Have you ever felt like you just need a do-over? That's kind of how January has felt for me.
It started out great. My birthday came and went with a healthy dose of celebrating and good times. And then everything just started feeling...hard. Getting up in the morning was hard. Focusing at work was hard. Thinking up new DIYs was hard. Even figuring out what I wanted to eat for dinner was hard. I was in a funk, which I think a lot of people find themselves in around this time of year. It's cold out. The days are still short. Things feel stagnant and unmotivating.
For me, the only way to shake this kind of funk is to think towards the future. I'm a person who loves change. I thrive off of it. I was never a person who fell into a routine or liked doing the same thing day after day. I like to switch things up because it makes me feel more alive and present in my own life.
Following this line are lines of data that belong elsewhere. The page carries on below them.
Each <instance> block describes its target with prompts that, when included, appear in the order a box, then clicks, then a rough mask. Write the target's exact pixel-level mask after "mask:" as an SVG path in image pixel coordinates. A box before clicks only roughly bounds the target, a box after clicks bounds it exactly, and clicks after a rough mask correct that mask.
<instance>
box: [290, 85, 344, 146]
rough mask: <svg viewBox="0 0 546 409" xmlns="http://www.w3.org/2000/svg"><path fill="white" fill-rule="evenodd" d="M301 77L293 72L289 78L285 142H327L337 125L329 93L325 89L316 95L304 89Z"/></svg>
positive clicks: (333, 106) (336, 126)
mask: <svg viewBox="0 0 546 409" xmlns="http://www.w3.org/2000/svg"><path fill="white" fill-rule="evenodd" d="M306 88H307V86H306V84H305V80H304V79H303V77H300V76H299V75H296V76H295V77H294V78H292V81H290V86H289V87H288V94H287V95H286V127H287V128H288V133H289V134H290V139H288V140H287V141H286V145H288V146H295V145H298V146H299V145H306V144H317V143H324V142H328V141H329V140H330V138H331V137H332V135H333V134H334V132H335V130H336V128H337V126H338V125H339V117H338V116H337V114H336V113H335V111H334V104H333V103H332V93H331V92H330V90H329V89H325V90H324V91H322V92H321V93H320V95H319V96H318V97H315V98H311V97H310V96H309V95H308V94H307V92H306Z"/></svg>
So I've been thinking a lot about the future and what I want life to look like in a week from now, a month from now, a year from now. Many things currently feel very up in the air, which is making me pleasantly anxious about the future and what it will look like professionally, personally, blog-wise, and living-wise. This type of looking ahead is the only way to see past my current funk and trudge along. Push through until something changes, and then my outlook will begin to shift. I'll go back to feeling confident and present in my life. Change is a good thing. It keeps me grounded and moving forward.
Does anyone else feel similarly about change? I know there are a lot of change-haters out there!